Voor de videostudie van vandaag heb ik me gericht op het laatste gedeelte van Psalm 139. Dit gedeelte wordt vaak weggelaten wanneer deze Psalm wordt gelezen. In vers 21 en 22 zegt David over hen die God haten: “Ik haat hen, zo fel als ik haten kan.” Dat klinkt niet prettig in onze christelijke oren. Zegt de bijbel ook niet: “Hebt uw vijanden lief ?” (Mattheüs 5). Wat moeten we vinden van die haat van David? David lijkt er zelf ook niet goed raad mee te weten, want in vers 23 en 24 vraagt hij God zijn hart te kennen en te zien of er geen verkeerde weg bij hem te vinden is. Wat we ook duidelijk moeten zien, is dat David het heeft het hier niet over zijn eigen vijanden, maar over Gods vijanden. Wie zijn die vijanden van God?

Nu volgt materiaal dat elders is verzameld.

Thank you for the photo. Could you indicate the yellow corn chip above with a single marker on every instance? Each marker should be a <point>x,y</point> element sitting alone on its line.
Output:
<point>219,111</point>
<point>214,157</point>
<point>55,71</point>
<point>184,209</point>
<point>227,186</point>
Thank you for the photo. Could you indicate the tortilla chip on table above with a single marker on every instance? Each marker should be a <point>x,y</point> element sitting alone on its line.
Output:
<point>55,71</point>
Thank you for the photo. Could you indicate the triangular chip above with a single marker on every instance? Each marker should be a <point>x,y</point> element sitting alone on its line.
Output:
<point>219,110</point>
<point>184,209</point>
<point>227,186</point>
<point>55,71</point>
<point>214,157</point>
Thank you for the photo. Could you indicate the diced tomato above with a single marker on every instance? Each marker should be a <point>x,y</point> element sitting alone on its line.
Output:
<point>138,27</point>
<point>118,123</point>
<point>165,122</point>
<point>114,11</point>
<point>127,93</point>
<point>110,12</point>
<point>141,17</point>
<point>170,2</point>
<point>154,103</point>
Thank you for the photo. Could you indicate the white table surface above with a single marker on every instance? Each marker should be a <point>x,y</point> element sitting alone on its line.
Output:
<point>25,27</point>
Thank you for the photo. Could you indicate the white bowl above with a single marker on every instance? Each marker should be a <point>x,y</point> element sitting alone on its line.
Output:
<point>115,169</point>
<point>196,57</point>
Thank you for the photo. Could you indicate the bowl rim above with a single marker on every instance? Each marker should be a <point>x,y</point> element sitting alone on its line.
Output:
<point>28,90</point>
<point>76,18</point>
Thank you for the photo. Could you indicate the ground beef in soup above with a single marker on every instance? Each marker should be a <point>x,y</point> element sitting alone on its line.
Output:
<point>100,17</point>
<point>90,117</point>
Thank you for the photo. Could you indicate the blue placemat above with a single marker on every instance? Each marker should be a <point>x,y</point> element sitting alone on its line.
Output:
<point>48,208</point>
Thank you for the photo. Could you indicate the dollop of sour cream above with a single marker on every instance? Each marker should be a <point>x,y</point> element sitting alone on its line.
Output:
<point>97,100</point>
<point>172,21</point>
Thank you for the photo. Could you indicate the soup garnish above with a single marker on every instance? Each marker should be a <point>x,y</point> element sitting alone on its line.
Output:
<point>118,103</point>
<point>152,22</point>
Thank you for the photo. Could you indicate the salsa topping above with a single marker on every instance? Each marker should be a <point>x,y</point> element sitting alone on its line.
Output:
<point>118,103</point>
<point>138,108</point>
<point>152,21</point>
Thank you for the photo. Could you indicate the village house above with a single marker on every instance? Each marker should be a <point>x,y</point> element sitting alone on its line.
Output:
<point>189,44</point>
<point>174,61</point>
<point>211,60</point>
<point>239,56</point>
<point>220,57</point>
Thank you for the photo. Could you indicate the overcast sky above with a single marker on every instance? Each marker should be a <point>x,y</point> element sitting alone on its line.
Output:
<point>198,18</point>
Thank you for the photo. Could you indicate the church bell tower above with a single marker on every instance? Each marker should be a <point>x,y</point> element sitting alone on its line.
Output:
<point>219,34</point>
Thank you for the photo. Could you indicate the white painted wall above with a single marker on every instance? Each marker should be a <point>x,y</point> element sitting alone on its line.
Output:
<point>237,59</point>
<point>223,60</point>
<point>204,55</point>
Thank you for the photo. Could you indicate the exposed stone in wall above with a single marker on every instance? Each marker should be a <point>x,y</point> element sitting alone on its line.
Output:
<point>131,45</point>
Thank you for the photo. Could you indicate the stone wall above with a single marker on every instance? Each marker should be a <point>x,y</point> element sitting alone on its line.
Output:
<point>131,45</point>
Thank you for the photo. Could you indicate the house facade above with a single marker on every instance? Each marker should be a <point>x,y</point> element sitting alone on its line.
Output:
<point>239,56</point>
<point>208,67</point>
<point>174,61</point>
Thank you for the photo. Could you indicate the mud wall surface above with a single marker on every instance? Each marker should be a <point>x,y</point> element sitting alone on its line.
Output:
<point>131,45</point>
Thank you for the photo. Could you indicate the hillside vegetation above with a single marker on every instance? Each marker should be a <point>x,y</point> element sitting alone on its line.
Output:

In hun boekje Vechten voor vrede zeggen Nico Bouhuijs en Karel Deurloo het zo: “De vijand is degene die zich groot en machtig maakt ten koste van de arme; die teert op wees en weduwe.”
Zij die God haten, de vijanden van God, zijn niet in een hokje te stoppen. Het is niet je vloekende buurman en het zijn niet de moslims. Dat zou te gemakkelijk zijn. In vers 19 worden ze ‘zondaars’ genoemd. Het Hebreeuwse woord dat hier gebruikt wordt is ráshá’. Over dit woord gaat de videostudie van vandaag. En, zoals we zo vaak in de Hebreeuwse bijbel zien, zitten er meer kanten aan het verhaal. Het ‘haten’ waar David het over heeft, is voor Ezechiël niet weggelegd.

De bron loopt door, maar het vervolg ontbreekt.